Why every tenant gets its own database
Schema-per-tenant, shared tables or database-per-tenant? At Avenit we chose the strictest option. Here's why — and what the trade-offs are.
Multi-tenancy is a question every SaaS asks itself once — and answers for the next five years. At Avenit we have one PostgreSQL database per tenant. Not schema-per-tenant. Not shared tables with a tenant_id column. A separate, full-fledged database.
It’s not a popular choice. Here’s why we made it.
Three options we had to choose from
1. Shared tables
All users of all customers in a single users table, separated by a tenant_id column. Standard in typical SaaS.
Pros: simple, cheap, easy to start with. Cons: one poorly written query and data leaks between customers. Indexes grow proportional to the sum of everyone’s data. Backing up anything means backing up everything.
2. Schema-per-tenant
One database, separate PostgreSQL schemas per customer. Logical isolation without physical isolation.
Pros: still one DB connection, cheaper than separate databases. Better isolation than shared tables.
Cons: pg_catalog grows linearly. Backing up one customer requires pg_dump --schema=.... PostgreSQL’s practical limits on schemas (~1000).
3. Database-per-tenant
A separate PostgreSQL database for each tenant. Physical and logical isolation.
Pros: full isolation. Per-customer backup and restore. Separate migrations, separate versions. An enterprise customer can get their own server. Cons: harder to manage connections. You need a pool on the application side (we use PgBouncer + LRU cache on the NestJS side).
Why we chose option 3
Enterprise sales. Our prospective enterprise customers ask before signing: where is my data, how is it isolated, can I export it and change region. Shared tables won’t pass security audit at any larger B2B customer.
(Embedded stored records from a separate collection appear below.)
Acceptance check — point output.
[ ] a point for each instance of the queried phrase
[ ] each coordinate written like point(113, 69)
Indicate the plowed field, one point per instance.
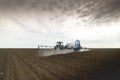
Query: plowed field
point(24, 64)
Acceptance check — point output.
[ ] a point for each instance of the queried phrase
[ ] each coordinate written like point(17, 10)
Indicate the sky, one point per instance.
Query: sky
point(29, 23)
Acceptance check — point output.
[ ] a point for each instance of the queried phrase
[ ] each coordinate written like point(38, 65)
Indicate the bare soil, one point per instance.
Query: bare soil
point(24, 64)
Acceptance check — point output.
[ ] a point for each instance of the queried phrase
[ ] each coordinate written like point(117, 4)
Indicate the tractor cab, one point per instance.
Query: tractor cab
point(59, 45)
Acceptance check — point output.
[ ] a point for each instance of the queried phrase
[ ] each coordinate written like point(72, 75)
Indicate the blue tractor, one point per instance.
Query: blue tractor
point(77, 45)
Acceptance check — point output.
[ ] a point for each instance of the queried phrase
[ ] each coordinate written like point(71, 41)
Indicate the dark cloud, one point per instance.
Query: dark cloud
point(100, 10)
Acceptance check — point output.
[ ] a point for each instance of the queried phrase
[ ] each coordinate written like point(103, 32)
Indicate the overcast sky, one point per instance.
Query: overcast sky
point(28, 23)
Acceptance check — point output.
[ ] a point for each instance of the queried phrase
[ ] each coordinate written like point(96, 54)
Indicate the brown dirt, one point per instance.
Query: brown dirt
point(24, 64)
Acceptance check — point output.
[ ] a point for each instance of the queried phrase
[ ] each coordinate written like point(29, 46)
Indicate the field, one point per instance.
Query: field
point(24, 64)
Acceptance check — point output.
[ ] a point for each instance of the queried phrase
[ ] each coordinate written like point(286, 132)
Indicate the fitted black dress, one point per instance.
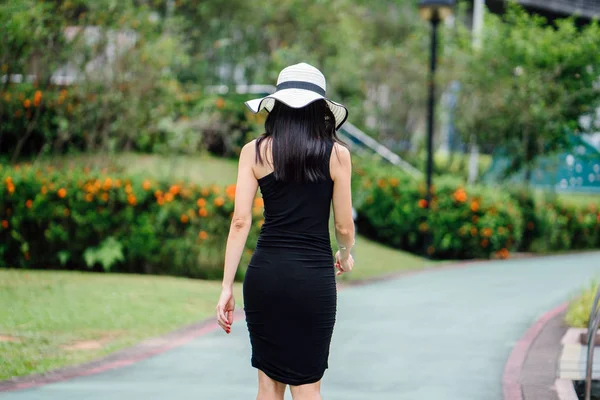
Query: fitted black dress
point(290, 292)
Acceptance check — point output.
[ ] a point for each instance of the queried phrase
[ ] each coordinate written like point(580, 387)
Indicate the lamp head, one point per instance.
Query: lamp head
point(435, 10)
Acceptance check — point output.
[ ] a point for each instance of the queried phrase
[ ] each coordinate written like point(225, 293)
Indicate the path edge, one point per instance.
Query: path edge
point(129, 355)
point(511, 378)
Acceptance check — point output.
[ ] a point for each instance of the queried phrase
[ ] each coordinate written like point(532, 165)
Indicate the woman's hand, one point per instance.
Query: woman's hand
point(225, 308)
point(345, 265)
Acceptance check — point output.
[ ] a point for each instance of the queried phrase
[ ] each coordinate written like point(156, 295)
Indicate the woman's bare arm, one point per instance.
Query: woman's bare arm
point(341, 171)
point(245, 191)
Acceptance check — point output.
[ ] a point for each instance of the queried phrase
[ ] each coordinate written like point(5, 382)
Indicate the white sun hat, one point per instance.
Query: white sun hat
point(298, 86)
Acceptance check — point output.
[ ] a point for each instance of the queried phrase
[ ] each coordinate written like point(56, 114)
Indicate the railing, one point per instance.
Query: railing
point(591, 341)
point(349, 131)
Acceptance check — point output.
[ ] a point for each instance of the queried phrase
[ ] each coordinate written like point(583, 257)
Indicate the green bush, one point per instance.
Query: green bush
point(101, 220)
point(464, 222)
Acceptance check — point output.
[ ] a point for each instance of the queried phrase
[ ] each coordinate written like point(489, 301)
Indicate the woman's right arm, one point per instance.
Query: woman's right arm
point(341, 171)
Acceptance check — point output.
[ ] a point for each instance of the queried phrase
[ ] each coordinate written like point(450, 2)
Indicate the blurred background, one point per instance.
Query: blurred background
point(121, 121)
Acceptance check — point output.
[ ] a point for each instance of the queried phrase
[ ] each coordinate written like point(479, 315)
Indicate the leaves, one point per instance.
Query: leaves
point(107, 254)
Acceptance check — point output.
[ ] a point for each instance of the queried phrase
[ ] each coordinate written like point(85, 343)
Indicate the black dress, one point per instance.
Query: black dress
point(290, 295)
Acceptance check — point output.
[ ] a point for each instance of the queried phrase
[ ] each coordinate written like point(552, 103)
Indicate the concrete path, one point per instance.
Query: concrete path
point(438, 335)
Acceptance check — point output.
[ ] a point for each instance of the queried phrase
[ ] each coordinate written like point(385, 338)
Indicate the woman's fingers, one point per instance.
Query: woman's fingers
point(222, 319)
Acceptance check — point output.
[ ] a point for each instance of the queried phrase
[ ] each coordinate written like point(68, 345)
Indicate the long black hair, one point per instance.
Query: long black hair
point(300, 139)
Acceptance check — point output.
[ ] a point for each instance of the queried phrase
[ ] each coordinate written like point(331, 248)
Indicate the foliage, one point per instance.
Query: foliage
point(53, 319)
point(90, 75)
point(71, 218)
point(528, 83)
point(466, 221)
point(578, 313)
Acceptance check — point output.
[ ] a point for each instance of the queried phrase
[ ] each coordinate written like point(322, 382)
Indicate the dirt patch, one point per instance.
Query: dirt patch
point(8, 338)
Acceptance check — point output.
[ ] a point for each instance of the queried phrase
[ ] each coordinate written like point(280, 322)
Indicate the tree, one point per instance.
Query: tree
point(528, 83)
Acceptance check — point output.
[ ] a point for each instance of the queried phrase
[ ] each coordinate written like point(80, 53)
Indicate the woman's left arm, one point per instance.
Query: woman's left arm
point(245, 191)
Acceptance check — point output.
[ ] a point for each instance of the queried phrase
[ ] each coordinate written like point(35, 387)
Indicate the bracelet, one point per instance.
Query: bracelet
point(346, 248)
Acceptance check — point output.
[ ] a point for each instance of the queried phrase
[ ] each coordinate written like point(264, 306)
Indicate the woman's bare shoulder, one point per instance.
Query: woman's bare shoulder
point(341, 153)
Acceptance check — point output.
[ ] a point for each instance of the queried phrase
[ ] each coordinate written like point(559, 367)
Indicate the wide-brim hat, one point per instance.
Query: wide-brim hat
point(298, 86)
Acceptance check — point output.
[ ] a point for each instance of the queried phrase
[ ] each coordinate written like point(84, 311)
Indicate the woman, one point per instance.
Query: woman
point(289, 287)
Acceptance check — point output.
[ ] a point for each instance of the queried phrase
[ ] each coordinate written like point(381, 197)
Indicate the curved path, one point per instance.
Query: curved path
point(441, 334)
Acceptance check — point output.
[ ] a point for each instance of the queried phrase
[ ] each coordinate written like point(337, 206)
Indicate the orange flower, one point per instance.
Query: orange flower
point(175, 189)
point(503, 253)
point(460, 195)
point(107, 184)
point(37, 98)
point(219, 202)
point(230, 192)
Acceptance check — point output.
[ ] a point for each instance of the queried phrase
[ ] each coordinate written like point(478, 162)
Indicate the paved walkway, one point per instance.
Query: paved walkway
point(438, 335)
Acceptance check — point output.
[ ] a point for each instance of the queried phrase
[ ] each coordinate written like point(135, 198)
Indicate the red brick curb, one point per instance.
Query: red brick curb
point(511, 379)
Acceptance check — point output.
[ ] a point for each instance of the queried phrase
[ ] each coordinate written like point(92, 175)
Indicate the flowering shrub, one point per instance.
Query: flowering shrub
point(463, 222)
point(100, 219)
point(466, 222)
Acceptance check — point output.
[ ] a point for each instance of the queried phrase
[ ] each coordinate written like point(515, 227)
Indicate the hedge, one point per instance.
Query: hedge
point(78, 219)
point(466, 221)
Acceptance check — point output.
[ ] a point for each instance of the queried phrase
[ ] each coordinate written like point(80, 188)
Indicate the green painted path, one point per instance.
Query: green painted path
point(438, 335)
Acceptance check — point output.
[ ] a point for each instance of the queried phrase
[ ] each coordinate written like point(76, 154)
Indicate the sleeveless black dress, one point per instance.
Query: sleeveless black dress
point(290, 295)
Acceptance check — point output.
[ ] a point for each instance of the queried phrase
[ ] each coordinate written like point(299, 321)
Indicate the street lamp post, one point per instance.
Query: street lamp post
point(434, 11)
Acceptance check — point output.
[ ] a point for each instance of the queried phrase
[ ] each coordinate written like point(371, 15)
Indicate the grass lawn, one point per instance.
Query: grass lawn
point(51, 319)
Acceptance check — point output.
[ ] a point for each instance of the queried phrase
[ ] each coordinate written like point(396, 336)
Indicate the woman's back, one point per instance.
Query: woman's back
point(290, 296)
point(297, 214)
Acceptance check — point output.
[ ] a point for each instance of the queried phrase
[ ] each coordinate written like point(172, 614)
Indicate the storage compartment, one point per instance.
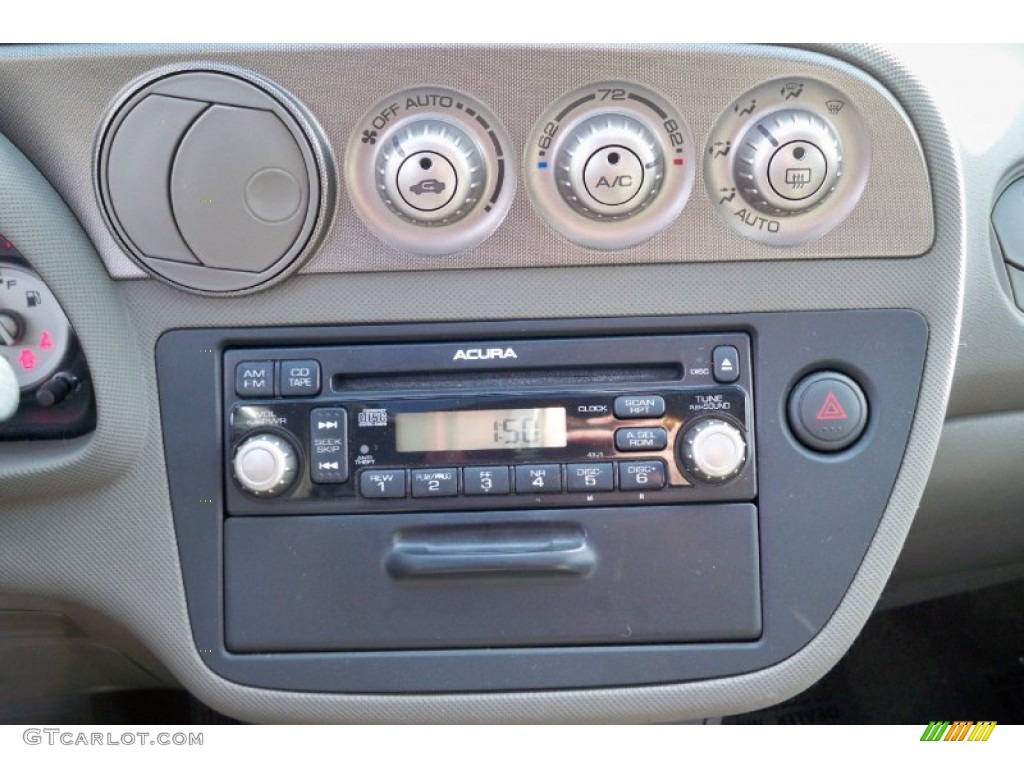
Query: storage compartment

Second reason: migrations without panic. When customer X has production orders and customer Y is testing a new version, we don’t want to stack up around a single ALTER TABLE on 50 million rows. With separate databases it’s like deploying to 50 separate environments — rolling, safely, without locks.
Third: the no-code builder. Our DDL generator creates real PostgreSQL columns when a customer adds a field to a form. In the shared-tables model, every field is either JSONB (slow, no indexes), or a column appearing on everyone’s rows. No compromise smells right.
What’s the cost?
Two real ones:
- Connection pooling — you can’t just open
pg.Poolat startup. We have an LRU cacheMap<dbName, postgres.Sql>inTenantConnectionService, closing unused connections after a TTL. - Cross-tenant operations — if you want to count “how many invoices were issued on the platform today”, you orchestrate queries from the application. Rarely needed, but the cost is there.
Today — 0 tenants in production, 3 in dev — we don’t feel the pain. But I know where it will be when we cross 200 databases. We have a plan to shard tenants across PostgreSQL nodes.
Conclusion
Database-per-tenant isn’t for everyone. For us — B2B with enterprise ambitions — it was the only sensible choice. We paid with architectural complexity at the connection layer. We gained a sales argument and peaceful operational sleep.
If you’re building a SaaS and wavering between options — ask yourself: “Will my biggest future customer sign with me when they see their data sits in the same table as their competitor’s?”